One of the most surprising aspects of the reaction to the return of the clergy sex abuse scandal has been the way some commentators, especially those on the Left, have used the crisis to advance causes that do not actually have much to do with the underlying problems. My colleague Father Martin has already explained below that celibacy is not the source of this problem, and ending the requirement for clerical celibacy would not end the scandal. But, what has my back up this morning is the argument that because of the scandal, the entire hierarchical structure of the Church should be overturned and the most extreme liberal interpretation of Vatican II be accepted.

Exhibit A is an article in yesterday’s Boston Globe by Mr. James Carroll. In the first paragraph, he tips his hand by calling Pope Benedict an “enabler bishop” which is something in contention not proved, at least not proven beyond the “show trial” quality of justice that the blogosphere metes out. He goes on to accuse the Pope of “Catholic fundamentalism” in which the papacy functions the way the Bible does for Protestant fundamentalism. Carroll gives a brief history lesson about the emergence of the modern papacy that is a tissue of inaccuracies.

Carroll writes, for example, “In the past, bishops were elected by local churches.” Certainly, the Vatican’s role in the selection of bishops has become steadily more pronounced in the past two hundred years. But, the role of the Congregation of Bishops and the nuncios in the selection of new bishops did not replace elections by the local church; it replaced nomination by local government. And, one of the principal causes of the Vatican’s enhanced role in the selection of bishops was the emergence of the civil doctrine of church-state separation. That fact, alas, does not fit into Carroll’s imagined plot of reactionary bishops frustrating the effects of the Enlightenment, so it goes unmentioned. But, if Carroll really prefers the old way, let him imagine the kind of bishops that would have been nominated by the U.S. government during the eight, long years of George W. Bush’s presidency.

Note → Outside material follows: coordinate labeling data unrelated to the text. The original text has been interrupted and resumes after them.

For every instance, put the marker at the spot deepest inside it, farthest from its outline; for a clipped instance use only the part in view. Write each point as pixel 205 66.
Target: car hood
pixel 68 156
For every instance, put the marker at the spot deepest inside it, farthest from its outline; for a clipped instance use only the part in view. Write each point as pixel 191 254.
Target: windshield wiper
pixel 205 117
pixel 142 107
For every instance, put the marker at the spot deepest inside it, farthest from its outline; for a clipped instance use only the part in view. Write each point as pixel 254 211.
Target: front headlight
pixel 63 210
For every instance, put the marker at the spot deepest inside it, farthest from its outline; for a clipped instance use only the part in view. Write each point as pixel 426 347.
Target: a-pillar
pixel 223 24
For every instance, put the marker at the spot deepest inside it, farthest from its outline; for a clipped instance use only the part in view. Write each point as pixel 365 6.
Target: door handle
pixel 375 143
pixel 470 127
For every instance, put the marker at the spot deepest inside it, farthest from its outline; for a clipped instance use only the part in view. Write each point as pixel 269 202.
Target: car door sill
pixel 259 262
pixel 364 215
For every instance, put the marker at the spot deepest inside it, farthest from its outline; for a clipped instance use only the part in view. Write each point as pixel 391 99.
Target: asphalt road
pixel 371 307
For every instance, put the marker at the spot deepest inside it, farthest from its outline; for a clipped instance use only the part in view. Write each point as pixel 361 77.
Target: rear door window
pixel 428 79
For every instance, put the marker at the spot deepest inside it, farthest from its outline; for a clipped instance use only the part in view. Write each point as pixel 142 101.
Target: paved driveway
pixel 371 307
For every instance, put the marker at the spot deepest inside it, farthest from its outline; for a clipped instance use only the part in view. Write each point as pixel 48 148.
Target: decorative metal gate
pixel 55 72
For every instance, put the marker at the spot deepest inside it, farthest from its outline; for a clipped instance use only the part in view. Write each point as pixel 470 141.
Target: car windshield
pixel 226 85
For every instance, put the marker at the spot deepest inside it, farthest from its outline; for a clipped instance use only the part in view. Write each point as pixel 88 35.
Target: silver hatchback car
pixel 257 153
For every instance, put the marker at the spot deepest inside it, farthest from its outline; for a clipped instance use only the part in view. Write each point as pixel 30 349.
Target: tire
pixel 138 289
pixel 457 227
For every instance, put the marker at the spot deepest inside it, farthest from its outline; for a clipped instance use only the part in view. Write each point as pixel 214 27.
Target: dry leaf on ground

In another section of his essay, Carroll writes: “Vatican II was a step toward the democratizing of the Catholic Church, which is why Catholic fundamentalists have been seeking to undo it ever since. Fundamentalist-in-chief has been Joseph Ratzinger.” I have searched the documents of Vatican II for evidence of this “democratizing” step Carroll perceives. It is not there. The phrase “People of God” is reclaimed, but the reclaiming is from the Hebrew Scriptures not from the Enlightenment. As well, anyone with even a cursory awareness of Ratzinger’s writings would know that such a simplification of his thought is beyond unfair. Ratzinger certainly is more skeptical of modernity’s claims than Carroll who approaches “democracy” and “the laity” with the same discriminating sensibility exhibited by my St. Bernard when he approaches his dinner. Ratzinger is no fundamentalist: His writings constantly face, they do not evade, the bumps in the modern road, the challenges of social and cultural pluralism, the complexities of dialogue in an age that is, after all, marked by relativism, the ugly, genocide-laden history of modernity. And, it would be strange indeed to find any bishop who shares Carroll’s commitment to a liberal, Protestant ecclesiology, which is a fine ecclesiology to have, just not a Catholic ecclesiology.

Timothy Shriver, chairman of Special Olympics, writing in the Washington Post yesterday, had a similar, albeit less grandiose, take on what the scandal demands. He writes that the Pope and bishops must “convert their culture to one that is centered on loving God from the depths of their souls and to leading a church that is as much mother as father, as much pastoral as theological, as much spiritual as doctrinal.” It sure seems to me that the Pope who wrote those beautiful homilies last week was “centered on loving God” and I utterly reject as facile and misguided these false dichotomies between being pastoral and theological, and between spiritual and doctrinal. For a Catholic, the sources of our spirituality are our doctrinal claims: You don’t make a crèche unless you believe in the doctrine of the Incarnation, you don’t pray the rosary unless you accept the doctrine of the Virgin Birth, and you do not invoke the protection of the saints, nor light a candle at their statues, unless you believe the dogmatic claims about the Communion of the Saints.

The sex abuse scandal is horrific and it should not be hijacked for ideological purposes. Some conservatives use the scandal to bash gays. Now, some liberals use it to advance their ecclesiological agenda. Shame on them both. We honor the victims by addressing the real and the root causes of the scandal, not by making the same tired arguments about Vatican II that were being made before the scandal ever happened.